Almost a third of responses to the worldwide academic opinion survey that will inform the 2010 Times Higher Education World University Rankings have come from Asia, it was revealed this week.
Research analysis firm Thomson Reuters, which is supplying all the data for the 2010 world university rankings, announced that it had received an “overwhelming number” of responses to its first academic reputation survey.
Although it did not disclose detailed figures, the company said that responses had been collected from “every corner of the world” and that it had achieved “an excellent breadth of results across different subject areas”.
“Thousands of responses were received in six subject areas: engineering and technology; physical sciences; life sciences; clinical, pre-clinical and health; social sciences; and arts and humanities,” the company said. “Nearly one-third of these responses came from Asia, including strong representation from China and Japan.”
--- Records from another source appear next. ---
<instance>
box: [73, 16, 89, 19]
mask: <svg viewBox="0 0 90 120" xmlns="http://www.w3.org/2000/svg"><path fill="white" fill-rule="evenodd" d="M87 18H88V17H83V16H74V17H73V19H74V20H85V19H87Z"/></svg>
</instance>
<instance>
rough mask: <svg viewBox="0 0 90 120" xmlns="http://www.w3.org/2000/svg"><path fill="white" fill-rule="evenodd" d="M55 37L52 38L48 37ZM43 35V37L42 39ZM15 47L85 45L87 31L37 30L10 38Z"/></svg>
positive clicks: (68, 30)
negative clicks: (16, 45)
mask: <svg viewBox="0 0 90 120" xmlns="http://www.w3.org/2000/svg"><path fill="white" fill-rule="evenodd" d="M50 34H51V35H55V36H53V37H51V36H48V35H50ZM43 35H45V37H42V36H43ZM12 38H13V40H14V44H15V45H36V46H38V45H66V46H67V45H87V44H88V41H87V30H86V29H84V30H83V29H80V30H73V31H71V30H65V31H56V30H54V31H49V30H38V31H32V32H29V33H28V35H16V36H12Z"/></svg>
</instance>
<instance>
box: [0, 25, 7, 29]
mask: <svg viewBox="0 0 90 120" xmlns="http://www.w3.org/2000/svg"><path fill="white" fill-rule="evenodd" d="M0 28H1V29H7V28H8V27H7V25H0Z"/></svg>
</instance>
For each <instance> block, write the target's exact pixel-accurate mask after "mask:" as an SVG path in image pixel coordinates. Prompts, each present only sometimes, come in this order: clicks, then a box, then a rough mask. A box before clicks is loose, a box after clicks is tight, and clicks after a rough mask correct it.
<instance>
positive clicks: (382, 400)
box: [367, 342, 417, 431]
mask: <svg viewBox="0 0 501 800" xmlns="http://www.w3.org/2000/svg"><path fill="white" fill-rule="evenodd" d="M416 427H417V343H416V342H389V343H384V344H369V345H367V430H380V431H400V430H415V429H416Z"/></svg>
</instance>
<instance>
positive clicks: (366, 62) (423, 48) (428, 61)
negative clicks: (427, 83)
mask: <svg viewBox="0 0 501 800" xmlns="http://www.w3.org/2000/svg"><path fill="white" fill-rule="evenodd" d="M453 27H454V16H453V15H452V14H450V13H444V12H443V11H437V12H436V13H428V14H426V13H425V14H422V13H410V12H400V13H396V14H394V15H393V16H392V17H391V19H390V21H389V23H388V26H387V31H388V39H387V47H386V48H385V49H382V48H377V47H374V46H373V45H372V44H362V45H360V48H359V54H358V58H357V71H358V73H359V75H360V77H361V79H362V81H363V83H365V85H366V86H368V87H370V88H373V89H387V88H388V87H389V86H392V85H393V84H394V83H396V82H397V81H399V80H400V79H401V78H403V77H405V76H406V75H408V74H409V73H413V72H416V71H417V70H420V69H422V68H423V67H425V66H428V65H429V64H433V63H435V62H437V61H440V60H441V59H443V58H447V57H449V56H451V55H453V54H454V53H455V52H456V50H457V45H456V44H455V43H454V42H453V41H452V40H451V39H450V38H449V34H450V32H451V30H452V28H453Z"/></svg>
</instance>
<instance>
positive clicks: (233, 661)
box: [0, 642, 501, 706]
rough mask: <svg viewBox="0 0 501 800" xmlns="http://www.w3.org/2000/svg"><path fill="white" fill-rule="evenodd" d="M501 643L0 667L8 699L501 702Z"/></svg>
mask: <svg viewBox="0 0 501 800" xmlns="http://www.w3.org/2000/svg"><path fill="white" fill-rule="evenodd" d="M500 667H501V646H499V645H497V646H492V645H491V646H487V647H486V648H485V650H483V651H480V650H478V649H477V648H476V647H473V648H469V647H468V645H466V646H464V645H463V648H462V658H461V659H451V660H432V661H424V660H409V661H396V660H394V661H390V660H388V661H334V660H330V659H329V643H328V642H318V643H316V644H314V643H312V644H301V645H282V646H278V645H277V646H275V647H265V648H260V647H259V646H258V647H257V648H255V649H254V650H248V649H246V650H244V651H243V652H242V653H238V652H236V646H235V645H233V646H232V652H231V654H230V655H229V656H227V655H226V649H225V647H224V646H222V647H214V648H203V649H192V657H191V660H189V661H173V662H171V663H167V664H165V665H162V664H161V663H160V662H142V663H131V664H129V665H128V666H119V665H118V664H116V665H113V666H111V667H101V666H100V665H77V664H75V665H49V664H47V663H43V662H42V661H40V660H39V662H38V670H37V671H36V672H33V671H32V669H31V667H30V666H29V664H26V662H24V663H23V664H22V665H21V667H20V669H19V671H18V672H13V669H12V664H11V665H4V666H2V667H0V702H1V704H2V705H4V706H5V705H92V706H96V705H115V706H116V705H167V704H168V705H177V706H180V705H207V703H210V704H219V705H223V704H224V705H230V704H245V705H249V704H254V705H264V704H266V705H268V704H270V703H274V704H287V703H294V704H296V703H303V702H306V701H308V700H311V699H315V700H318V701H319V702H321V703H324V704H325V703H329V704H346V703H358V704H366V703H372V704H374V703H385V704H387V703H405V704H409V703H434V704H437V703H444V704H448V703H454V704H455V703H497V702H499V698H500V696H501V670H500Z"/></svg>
The survey represents the biggest and most ambitious project to measure universities’ academic reputation ever undertaken for the THE world rankings.
THE announced in November last year that it had ended its partnership with the data company QS, which supplied and analysed the data for the rankings from 2004 to 2009.
The magazine is no longer using its old rankings methodology and is instead developing a new, more rigorous and transparent one in consultation with Thomson Reuters, its academic board and its readers.
The reputation survey was the most heavily criticised element of the old rankings. In the previous THE-QS methodology, its results were worth 40 per cent of an institution’s overall score, but the response rates were small. In 2009, about 3,500 people responded, added to responses in 2007 and 2008 to give a total sample size of 9,386.
International response rates were also low. In 2008, just 236 responses were collected from India, 228 from Indonesia, 201 from the Philippines, 180 from Malaysia and only 116 from China.
Ann Mroz, editor of Times Higher Education, said: “This new survey is much bigger and more sophisticated than any survey carried out for our world rankings in the past.”
For the revamped 2010 survey, academics around the world were carefully selected to take part in the invitation-only survey. The pool of academic participants was drawn largely from Thomson Reuters’ internal databases. Those who were invited to take part were chosen to ensure a statistically representative picture of the global academic workforce and balanced coverage by discipline.
The survey’s regional circulation followed the United Nations’ percentage estimates of academic researchers by geographical region.
In a major new development, the survey has been gathering opinions on the standards of both research and teaching, raising the prospect of the first worldwide reputation-based measure of teaching quality in higher education.
The new survey was issued in seven languages: Japanese, Chinese, German, Spanish, European Portuguese, Brazilian Portuguese and English.
Jonathan Adams, director of research evaluation at Thomson Reuters, said: “We’re particularly pleased with the number of responses from the Asia-Pacific region.
“As other surveys have been criticised for over-representing North America and Europe, we took particular care to better balance regional representation.”
He went on: “Interestingly, country affiliation did not always predict language usage. For example, many US-based participants took the survey in Chinese – illustrating a highly mobile global academic community.”
Thomson Reuters said it would continue to analyse and release detailed results of the academic reputation survey in the coming months.